The policy is to force a Pro-US Government in A'Stan. Correct?

The Taliban wish to overthrow that Government by violent means. - that is their policy. The means they choose (their strategy) is to kill Afghans and ISAF. Their strategy is enemy centric. It is the means they use to set forth the policy.

Has ISAF had tactical success, or has it simply conducted a lot of irrelevant tactical actions?
Unless tactical success is instrumental in setting forth the policy it is tactical action separated from Strategy.
ISAF Policy is to protect the Government. ISAF strategy should be to prevent the Taliban killing Afghans and ISAF.
I submit this means, at the most basic level, killing the people who are doing the killing. That means ISAF should not kill Afghans, trying to kill Taliban.
If anyone wants to suggest an alternative, I am very willing to swayed.
I believe this gets at the heart of the matter with FM 3-24, or "pop-centric" COIN, as its being described. I think that FM 3-24 describes a very specific COIN operational design to result in a specific political outcome. As Ken White and Col. Maxwell have described, we ARE NOT (or should not) be doing COIN in Afghanistan, but are supporting another government's COIN effort.

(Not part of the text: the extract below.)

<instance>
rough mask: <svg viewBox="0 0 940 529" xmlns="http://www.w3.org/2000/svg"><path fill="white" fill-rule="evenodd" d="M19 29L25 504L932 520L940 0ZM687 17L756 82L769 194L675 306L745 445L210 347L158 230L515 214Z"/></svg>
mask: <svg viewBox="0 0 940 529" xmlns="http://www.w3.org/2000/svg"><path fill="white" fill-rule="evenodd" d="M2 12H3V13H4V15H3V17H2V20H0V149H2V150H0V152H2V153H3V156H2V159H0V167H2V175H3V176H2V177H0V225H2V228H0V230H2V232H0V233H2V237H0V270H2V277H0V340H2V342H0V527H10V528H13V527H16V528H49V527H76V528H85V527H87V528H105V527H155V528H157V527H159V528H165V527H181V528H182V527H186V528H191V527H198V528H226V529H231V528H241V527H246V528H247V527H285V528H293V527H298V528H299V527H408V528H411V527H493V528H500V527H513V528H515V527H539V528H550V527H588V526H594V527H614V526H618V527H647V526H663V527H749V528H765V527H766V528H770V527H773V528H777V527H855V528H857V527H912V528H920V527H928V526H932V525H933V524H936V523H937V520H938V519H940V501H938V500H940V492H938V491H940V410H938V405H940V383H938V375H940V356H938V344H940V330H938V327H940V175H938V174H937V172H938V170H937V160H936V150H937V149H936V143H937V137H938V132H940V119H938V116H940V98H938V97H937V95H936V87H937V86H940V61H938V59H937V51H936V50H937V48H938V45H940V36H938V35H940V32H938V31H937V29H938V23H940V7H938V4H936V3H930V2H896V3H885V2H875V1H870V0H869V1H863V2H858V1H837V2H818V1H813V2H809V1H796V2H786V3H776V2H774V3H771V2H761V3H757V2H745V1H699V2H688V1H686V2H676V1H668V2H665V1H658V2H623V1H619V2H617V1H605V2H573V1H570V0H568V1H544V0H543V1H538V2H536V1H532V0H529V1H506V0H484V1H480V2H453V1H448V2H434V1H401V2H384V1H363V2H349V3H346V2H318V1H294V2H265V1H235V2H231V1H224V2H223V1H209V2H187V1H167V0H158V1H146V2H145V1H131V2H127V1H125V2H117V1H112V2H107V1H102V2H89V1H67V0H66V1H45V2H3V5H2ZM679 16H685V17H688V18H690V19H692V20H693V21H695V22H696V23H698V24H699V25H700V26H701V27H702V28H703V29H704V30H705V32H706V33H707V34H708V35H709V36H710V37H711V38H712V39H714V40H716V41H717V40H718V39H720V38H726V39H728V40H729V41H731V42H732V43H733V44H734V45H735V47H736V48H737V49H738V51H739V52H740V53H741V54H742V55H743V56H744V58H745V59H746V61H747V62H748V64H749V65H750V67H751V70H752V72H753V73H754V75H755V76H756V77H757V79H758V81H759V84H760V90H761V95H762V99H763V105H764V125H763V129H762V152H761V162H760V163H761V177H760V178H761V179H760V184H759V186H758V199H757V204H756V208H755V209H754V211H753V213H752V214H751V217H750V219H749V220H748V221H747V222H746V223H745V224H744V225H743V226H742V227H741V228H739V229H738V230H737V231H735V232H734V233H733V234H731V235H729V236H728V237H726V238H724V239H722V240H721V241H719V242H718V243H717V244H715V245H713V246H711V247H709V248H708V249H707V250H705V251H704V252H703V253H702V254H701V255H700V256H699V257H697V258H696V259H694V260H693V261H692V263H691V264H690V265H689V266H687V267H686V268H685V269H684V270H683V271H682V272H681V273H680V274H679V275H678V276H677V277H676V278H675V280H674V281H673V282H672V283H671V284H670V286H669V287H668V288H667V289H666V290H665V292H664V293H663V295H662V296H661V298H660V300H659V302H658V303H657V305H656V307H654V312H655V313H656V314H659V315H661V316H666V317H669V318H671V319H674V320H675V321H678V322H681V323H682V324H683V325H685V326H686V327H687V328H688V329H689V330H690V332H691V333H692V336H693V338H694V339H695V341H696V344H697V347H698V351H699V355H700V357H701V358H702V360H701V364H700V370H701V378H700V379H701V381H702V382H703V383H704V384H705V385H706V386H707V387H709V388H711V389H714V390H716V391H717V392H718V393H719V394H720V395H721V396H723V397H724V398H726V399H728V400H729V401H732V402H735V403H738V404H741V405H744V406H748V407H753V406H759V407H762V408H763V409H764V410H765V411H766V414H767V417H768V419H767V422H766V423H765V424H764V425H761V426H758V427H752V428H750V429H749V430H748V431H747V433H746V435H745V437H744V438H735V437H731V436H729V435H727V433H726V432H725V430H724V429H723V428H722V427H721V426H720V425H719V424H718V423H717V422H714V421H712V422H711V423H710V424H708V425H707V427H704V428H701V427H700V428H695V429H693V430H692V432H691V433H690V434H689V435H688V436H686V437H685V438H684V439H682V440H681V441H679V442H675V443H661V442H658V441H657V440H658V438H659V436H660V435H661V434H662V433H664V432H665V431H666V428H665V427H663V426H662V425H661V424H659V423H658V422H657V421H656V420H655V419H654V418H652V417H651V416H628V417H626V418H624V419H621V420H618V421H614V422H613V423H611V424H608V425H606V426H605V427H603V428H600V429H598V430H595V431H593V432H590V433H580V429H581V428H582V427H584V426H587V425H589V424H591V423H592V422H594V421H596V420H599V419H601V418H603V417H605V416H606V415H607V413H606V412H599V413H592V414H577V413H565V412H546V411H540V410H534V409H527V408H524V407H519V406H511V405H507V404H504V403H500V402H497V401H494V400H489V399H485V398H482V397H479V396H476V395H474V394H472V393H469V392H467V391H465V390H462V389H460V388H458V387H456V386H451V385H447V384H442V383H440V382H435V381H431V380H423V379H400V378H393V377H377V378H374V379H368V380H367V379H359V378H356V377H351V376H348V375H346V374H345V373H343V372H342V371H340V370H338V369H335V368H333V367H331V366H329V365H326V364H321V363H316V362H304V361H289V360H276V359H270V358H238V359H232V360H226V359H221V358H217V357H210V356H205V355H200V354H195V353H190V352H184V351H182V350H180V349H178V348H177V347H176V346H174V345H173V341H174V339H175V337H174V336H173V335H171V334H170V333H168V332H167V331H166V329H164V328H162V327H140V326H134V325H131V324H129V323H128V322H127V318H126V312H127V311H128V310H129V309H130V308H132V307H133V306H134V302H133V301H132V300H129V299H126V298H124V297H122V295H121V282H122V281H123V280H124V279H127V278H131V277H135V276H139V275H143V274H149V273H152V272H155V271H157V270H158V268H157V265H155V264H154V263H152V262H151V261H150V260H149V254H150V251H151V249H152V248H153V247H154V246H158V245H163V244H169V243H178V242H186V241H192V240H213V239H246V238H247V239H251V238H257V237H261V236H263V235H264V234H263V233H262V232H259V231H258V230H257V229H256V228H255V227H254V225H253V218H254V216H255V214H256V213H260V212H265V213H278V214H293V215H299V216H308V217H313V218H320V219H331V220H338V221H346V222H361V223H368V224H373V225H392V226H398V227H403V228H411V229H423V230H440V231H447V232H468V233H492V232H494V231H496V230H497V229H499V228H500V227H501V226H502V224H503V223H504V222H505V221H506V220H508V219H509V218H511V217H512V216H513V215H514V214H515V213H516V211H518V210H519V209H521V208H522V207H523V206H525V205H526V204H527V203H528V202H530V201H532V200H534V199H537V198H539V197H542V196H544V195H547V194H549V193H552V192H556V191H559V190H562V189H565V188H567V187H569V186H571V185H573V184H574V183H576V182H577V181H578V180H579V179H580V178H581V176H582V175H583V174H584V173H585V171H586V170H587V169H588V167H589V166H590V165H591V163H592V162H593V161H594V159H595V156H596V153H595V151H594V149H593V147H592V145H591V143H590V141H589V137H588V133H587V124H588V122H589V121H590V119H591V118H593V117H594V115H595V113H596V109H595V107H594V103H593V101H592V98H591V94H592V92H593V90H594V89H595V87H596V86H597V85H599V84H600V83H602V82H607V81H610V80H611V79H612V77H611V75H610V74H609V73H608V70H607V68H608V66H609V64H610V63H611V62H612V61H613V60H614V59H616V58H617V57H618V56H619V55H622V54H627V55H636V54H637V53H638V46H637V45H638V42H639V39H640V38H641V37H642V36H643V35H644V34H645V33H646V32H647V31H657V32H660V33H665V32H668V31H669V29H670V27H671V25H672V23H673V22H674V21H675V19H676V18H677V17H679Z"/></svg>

The ISAF guidance, however, clouds that fundamental fact by describing ISAF's direct responsibility to the Afghan people to both develop/influence a legitimate Afghan government for them, and to protect them from Taliban insurgents. It is emphasized to more work with the Afghan government, than through them. To do this assumes that we are developing an Afghan government that will eventually govern within the ethical framework of how we are conducting this campaign--that it will be "legitimate" in how we define legitimacy. I'm not sure we can dictate/influence this with any meaningful success. (The competing model currently seems to be how the Sri Lanakan government conducted its latest phase against the LTTE--an operational design that is not in keeping with FM 3-24 appraoch, but may better fit the ultimate political solution there).

In the end, we may establish a more secure environment and better trust between ISAF and the Afghan populace, but we might do it in such a way as to develop an Afghan government that is fundamentally unsustainable over the long run and will not survive once we draw down. We will have conducted a tactically successful campaign that ultimately does not, and cannot achieve its strategic objectives.